Pelaporan ini menindaklanjuti aksi demonstrasi yang dilakukan, Rabu (6/5/2026) kemarin.
Ketua Formaasi, Iklal mengatakan, empat poin menjadi dasar sehingga pihaknya bersama TPF-N melaporkan Korwil MBG Pamekasan pasca aksi demonstrasi.
“Pertama, Korwil BGN diduga rangkap jabatan sebagai Kepala Dapur SPPG Yayasan Al-Mu’thi Banyubulu Proppo selama kurang lebih delapan bulan,” katanya, Jumat (8/5/2026).
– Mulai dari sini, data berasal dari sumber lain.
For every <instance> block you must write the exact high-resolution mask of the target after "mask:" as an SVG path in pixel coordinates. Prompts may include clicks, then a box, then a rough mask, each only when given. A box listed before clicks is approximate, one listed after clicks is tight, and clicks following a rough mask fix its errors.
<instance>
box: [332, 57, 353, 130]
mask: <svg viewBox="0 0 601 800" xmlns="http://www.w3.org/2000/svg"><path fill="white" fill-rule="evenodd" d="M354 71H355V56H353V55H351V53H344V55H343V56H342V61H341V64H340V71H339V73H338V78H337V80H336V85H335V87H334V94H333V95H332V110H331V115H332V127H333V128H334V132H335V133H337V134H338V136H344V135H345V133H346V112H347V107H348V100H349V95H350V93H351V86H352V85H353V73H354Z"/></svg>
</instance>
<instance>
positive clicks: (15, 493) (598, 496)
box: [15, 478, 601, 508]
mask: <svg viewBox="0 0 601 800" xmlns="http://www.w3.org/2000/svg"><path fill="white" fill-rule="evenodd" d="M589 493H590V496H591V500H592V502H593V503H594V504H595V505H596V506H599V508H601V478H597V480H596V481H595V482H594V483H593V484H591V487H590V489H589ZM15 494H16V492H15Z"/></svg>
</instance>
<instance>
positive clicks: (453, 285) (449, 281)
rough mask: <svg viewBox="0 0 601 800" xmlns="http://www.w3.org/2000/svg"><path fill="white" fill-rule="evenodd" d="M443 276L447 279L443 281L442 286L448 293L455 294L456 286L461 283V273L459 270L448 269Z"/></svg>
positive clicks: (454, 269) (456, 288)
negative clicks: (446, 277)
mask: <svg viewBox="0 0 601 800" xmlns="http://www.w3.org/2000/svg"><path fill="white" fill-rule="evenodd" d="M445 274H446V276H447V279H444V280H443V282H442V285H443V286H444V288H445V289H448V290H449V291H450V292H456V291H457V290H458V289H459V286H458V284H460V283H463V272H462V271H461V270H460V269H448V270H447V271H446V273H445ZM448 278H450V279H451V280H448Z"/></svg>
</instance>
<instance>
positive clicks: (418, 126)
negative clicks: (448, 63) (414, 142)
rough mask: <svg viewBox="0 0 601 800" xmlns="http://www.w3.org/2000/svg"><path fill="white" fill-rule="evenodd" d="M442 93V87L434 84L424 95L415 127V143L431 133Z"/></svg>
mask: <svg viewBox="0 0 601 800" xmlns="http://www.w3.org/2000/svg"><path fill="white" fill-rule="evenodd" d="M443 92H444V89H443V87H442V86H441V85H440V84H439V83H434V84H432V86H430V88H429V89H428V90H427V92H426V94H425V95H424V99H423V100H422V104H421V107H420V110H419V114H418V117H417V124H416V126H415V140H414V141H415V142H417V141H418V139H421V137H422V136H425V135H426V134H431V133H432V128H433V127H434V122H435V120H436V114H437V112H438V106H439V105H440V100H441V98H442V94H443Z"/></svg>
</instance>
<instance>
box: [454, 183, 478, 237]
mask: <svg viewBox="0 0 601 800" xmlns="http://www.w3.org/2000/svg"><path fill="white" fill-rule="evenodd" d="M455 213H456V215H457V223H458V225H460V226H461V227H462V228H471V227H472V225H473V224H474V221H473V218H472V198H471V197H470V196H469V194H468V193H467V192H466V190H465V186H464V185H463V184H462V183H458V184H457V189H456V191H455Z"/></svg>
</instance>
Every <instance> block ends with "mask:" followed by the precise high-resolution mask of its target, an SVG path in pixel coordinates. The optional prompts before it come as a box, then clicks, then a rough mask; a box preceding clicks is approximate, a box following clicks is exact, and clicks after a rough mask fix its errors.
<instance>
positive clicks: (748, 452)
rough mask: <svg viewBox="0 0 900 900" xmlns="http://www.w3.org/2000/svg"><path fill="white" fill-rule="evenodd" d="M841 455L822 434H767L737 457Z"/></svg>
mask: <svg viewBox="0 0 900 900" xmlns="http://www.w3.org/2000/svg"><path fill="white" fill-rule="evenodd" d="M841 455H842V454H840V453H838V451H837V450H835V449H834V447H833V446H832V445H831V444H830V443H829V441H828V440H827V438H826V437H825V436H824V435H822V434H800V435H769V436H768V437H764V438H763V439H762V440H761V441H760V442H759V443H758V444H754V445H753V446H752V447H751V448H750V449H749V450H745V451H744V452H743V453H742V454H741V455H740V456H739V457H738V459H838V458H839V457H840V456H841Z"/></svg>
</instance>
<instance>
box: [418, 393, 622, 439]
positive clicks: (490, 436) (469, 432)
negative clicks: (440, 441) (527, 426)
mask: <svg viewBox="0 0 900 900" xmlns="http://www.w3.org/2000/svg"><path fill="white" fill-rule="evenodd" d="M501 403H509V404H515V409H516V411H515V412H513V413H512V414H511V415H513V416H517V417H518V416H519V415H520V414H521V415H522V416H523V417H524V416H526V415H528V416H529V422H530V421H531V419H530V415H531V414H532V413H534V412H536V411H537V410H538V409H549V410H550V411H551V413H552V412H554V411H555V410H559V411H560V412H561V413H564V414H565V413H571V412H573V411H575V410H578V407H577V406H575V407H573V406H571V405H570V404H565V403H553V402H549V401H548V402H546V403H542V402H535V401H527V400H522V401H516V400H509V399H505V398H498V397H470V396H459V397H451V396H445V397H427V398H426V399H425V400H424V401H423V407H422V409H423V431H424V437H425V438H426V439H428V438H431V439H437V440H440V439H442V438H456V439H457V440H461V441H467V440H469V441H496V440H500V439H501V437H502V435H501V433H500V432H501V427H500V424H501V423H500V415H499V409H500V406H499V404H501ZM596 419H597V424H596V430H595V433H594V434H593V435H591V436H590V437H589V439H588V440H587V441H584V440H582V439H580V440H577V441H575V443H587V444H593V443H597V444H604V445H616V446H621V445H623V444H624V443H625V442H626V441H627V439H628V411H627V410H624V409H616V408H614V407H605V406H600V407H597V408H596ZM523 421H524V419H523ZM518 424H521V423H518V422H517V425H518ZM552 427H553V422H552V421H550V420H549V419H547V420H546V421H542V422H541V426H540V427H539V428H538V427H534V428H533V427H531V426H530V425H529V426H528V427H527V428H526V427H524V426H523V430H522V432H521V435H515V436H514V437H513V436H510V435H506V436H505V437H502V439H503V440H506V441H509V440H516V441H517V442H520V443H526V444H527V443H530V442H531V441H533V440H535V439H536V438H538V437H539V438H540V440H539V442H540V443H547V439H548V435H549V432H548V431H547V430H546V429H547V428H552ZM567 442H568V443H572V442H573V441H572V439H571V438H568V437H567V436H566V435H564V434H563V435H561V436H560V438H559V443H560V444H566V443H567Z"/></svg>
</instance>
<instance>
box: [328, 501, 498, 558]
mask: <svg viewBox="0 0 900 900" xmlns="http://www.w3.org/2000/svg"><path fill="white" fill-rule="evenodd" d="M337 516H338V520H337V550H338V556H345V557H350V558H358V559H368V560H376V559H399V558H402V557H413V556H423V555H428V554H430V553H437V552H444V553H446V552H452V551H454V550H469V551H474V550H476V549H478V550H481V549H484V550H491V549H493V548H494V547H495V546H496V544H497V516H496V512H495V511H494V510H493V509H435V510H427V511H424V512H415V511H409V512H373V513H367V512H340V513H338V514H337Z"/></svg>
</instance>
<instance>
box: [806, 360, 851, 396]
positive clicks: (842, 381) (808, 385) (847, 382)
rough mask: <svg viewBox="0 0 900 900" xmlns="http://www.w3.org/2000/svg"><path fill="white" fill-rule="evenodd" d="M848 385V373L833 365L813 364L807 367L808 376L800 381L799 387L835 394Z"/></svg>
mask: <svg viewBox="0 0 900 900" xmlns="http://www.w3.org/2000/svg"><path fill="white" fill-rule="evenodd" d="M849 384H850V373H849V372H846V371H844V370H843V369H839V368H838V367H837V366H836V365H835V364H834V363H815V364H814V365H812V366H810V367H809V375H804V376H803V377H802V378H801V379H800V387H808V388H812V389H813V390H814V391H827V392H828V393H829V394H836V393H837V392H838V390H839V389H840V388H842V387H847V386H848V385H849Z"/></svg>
Sambung Iklal, alasan kedua, Dapur SPPG pada yayasan tersebut diduga tidak ber-IPAL dan tidak sesuai layout bangunan MBG, ditambah terindikasi tidak memiliki sertifikat halal.
“Ketiga, Korwil BGN Pamekasan diduga juga terima upeti dari setiap dapur dengan nominal Rp3 juta hingga Rp5 juta untuk proses perizinan dan keamanan dapur,” sambungnya.
Kata Iklal, poin keempat, Korwil BGN Pamekasan diduga pungli untuk proses penentuan titik kordinat pembangunan gedung MBG.
“Kemudian Korwil diduga pungli untuk penentuan titik kordinat dapur. Kami akan tetap mengkawal permasalahan ini hingga tuntas,” tegasnya.
Sementara itu, Kapolres Pamekasan melalui Kasi Humas Polres Pamekasan, Ipda Yoni Evan Pratama membenarkan laporan tersebut.
“Iya mas betul, Laporannya sudah diterima,” terangnya.
Terpisah, saat mencoba meminta konfirmasi melalui whatsapp, Korwil BGN Pamekasan, Hariyanto Rahmansyah Tri Arif belum memberikan tanggapan. (azm/ady).